Simulated weather radar from the HRRR model through the late morning hours.

The leading edge of a line of strong to severe storms extends from Bonham to Greenville to Kaufman to Corsicana to Mart. South of that line, the storms are much more disorganized and not severe. They could still produce some gusty winds and brief heavy rain. The squall line farther north has caused plenty of wind damage across the D/FW Metroplex. We continue to see indications that the line of storms is capable of producing wind gusts of 60 to 65 MPH and it moves east through 7 AM. Forward motion is to the east at 45 to 50 MPH. We do expect the line will weaken as it continues moving east, but given very strong wind fields aloft, we could continue to see strong winds continue until the storms make east out of Texas later this morning. I don’t think we’re going to see the intensity or scope of the winds we saw across West Texas eastward into D/FW this morning, but it doesn’t take much to knock down tree limbs. A brief/weak tornado can’t be ruled out.

Here’s the latest from the Storm Prediction Center via a newly issued mesoscale discussion.

Mesoscale Discussion 0192
NWS Storm Prediction Center Norman OK
0559 AM CDT Wed Mar 13 2019

Areas affected…Northeast TX…Southeast OK…Far Southwest
AR…Far Northwest LA

Concerning…Severe potential…Watch possible

Valid 131059Z – 131230Z

Probability of Watch Issuance…40 percent

SUMMARY…Radar trends of an ongoing convective line will be
monitored closely and a Severe Thunderstorm Watch may be needed
across portions of northeast TX and adjacent southeast OK.

DISCUSSION…Convective line moving through north-central TX is
expected to continue eastward/east-northeastward over the next few
hours, moving into northeast TX and adjacent portions of far
southeast OK, far southwest AR, and far northwest AR. Thus far, this
line has produced numerous several wind gusts over 50 kt, with a few
reports of significant severe winds (i.e. gusts over 65 kt). The
low-level structure of the line currently still indicated a
well-organized system, with a sharp reflectivity gradient along its
leading edge and strong radar velocity values.

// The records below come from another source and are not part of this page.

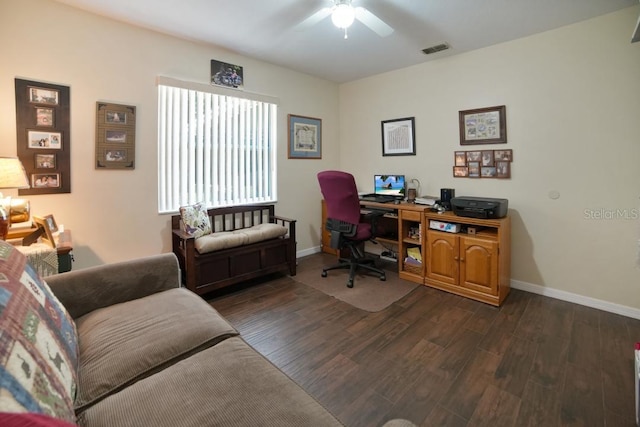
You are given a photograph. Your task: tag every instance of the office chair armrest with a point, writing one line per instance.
(345, 228)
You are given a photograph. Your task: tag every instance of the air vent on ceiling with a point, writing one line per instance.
(436, 48)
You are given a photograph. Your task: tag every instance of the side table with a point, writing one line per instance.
(39, 254)
(64, 248)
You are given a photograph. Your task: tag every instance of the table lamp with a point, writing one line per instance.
(12, 176)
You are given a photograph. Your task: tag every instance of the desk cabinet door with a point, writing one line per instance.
(442, 259)
(479, 265)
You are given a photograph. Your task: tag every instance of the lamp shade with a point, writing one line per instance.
(12, 173)
(343, 15)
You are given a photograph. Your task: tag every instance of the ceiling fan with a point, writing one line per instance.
(343, 13)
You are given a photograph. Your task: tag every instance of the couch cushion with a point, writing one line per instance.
(244, 236)
(38, 342)
(125, 342)
(195, 220)
(226, 385)
(31, 420)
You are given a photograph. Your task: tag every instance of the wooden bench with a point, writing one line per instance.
(209, 271)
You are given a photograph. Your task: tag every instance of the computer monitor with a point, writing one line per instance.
(389, 185)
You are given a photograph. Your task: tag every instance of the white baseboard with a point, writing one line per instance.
(548, 292)
(577, 299)
(310, 251)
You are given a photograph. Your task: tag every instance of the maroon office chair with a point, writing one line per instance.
(343, 221)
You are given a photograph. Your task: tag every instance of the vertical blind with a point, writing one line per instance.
(216, 149)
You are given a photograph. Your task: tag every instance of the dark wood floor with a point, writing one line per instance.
(441, 360)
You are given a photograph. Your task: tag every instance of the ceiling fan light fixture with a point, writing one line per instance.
(343, 15)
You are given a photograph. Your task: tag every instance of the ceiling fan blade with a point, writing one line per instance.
(376, 24)
(313, 19)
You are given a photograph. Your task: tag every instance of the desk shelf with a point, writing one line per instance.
(474, 263)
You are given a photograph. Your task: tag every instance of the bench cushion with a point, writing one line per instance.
(245, 236)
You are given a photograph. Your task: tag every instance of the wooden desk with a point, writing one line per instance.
(475, 263)
(401, 230)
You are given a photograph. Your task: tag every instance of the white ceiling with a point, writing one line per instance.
(264, 29)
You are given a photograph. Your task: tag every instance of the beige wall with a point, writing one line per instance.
(572, 108)
(113, 214)
(572, 112)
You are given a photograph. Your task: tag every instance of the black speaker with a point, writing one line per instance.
(446, 194)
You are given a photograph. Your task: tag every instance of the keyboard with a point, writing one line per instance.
(377, 198)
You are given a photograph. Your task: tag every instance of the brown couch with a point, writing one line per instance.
(155, 354)
(124, 345)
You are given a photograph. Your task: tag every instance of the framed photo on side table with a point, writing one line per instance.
(483, 126)
(48, 224)
(305, 137)
(399, 137)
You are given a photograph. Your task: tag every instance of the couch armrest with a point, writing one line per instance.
(83, 291)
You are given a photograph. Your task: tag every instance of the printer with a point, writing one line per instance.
(480, 207)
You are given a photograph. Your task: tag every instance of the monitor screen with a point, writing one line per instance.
(389, 185)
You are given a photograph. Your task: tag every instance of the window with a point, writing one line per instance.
(214, 146)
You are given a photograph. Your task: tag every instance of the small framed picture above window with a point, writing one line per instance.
(305, 137)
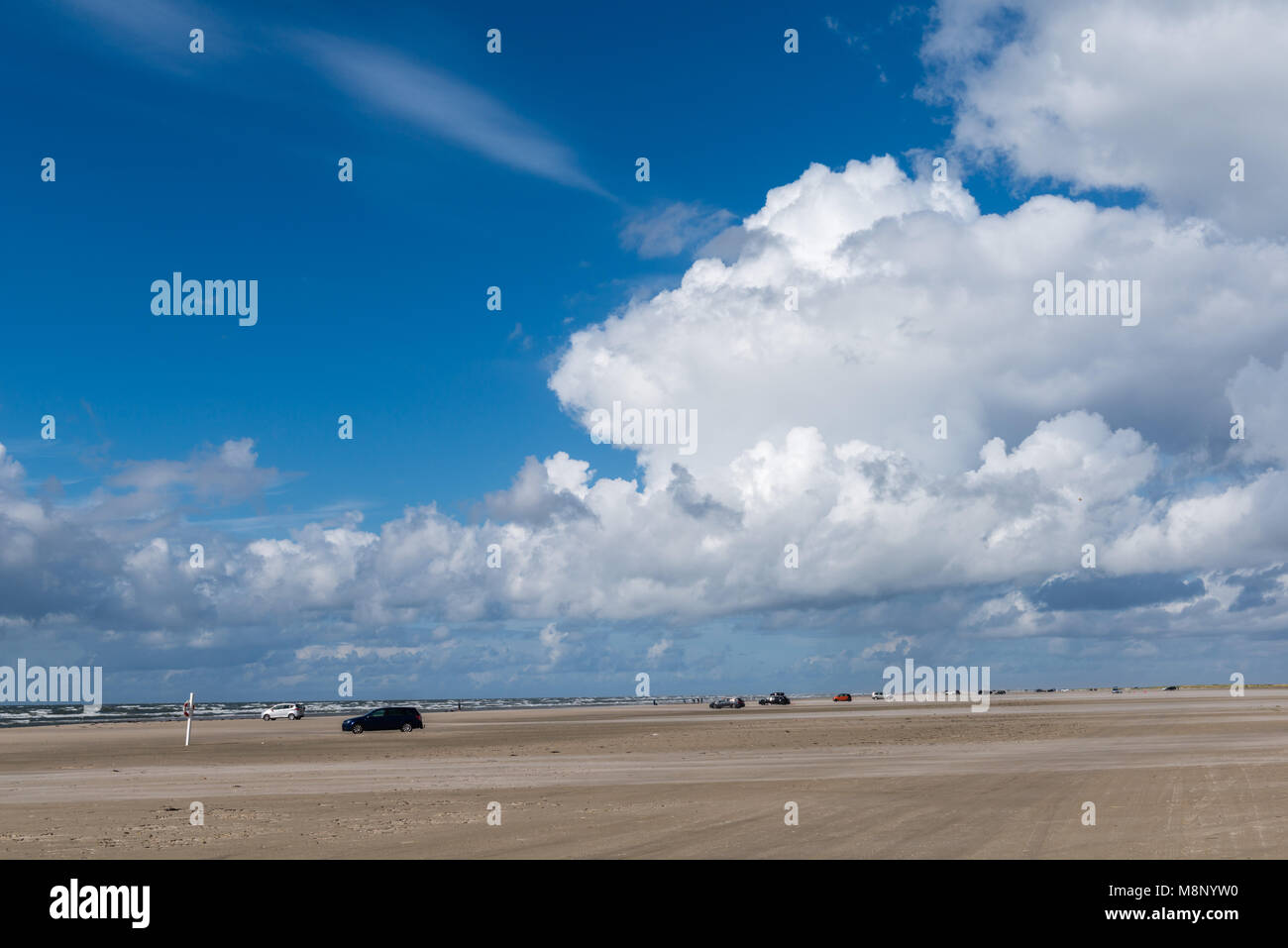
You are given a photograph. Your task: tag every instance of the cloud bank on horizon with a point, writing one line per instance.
(854, 317)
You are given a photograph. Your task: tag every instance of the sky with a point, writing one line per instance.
(833, 260)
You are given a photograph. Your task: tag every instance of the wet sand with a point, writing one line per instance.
(1172, 775)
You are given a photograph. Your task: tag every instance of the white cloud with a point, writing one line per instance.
(438, 103)
(1173, 91)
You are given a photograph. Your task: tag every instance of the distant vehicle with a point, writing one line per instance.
(728, 702)
(287, 711)
(385, 719)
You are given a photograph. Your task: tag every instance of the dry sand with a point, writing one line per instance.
(1172, 775)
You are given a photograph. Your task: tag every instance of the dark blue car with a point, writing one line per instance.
(385, 719)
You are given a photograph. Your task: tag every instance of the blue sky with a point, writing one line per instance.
(518, 170)
(226, 163)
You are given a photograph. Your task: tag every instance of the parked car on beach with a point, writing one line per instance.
(403, 719)
(728, 702)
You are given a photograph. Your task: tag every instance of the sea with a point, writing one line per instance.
(31, 715)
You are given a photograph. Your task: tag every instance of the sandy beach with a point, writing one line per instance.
(1172, 775)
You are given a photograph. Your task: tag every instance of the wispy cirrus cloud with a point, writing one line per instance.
(671, 228)
(443, 106)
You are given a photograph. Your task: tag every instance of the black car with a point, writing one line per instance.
(385, 719)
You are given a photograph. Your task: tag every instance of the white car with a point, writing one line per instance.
(287, 711)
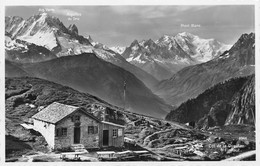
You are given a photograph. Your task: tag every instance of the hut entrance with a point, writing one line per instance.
(76, 135)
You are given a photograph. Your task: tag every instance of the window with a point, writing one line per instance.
(92, 129)
(115, 132)
(64, 132)
(61, 132)
(75, 118)
(120, 132)
(57, 133)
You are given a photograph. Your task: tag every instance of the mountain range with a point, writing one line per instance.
(167, 55)
(55, 40)
(90, 74)
(191, 81)
(159, 75)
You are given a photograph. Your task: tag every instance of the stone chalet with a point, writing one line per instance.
(64, 126)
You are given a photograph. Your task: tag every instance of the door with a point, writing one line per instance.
(76, 135)
(105, 137)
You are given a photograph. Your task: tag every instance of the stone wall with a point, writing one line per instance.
(88, 140)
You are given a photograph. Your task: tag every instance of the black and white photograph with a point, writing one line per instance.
(121, 84)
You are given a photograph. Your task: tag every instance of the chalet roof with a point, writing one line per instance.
(113, 124)
(57, 111)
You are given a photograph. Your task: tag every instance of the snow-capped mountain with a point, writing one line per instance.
(22, 51)
(169, 54)
(202, 50)
(49, 32)
(118, 49)
(189, 82)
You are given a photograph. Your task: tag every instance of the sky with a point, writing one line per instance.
(121, 25)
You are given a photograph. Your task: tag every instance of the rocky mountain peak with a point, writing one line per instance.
(246, 40)
(73, 29)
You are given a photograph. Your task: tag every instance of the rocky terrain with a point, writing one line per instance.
(169, 54)
(228, 103)
(43, 37)
(87, 73)
(166, 140)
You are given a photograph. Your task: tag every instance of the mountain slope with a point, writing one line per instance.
(20, 51)
(220, 105)
(13, 70)
(87, 73)
(45, 31)
(193, 80)
(172, 53)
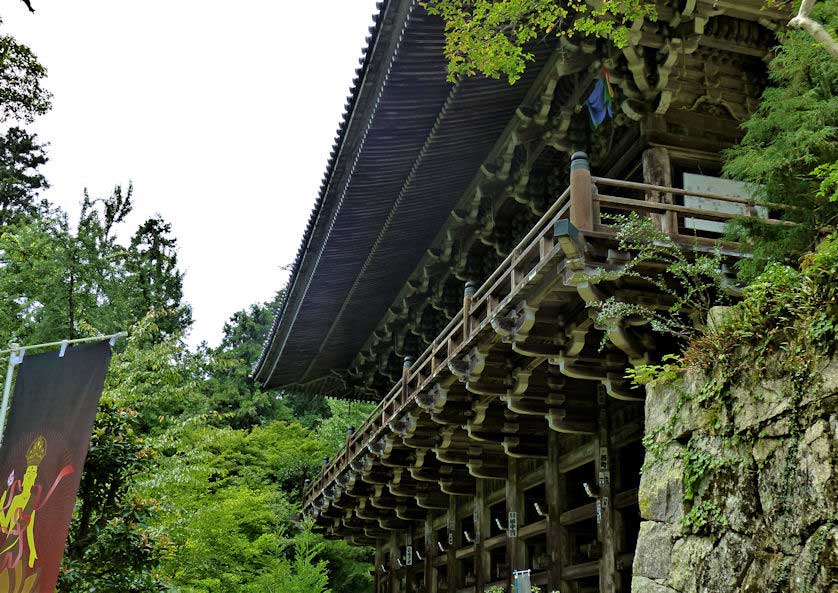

VAD wind profile from
KFWS reveals a well-defined rear-inflow jet.

However, echo tops have been gradually decreasing during the past
hour or so, indicative of updraft weakening. The downstream airmass
is not thermodynamically favorable for line re-intensification and
the general expectation is for the diminishing intensity trend to
continue. Even so, the line is well-organized and may be able to
overcome the unfavorable thermodynamics. In any case, isolated
damaging wind gusts are possible, particularly if the line interacts
with any cells the develop within the warm-air advection ahead of
it.

Radar trends will be monitored closely and a watch may be needed if
trends suggest storm intensity will be maintained into northeast TX.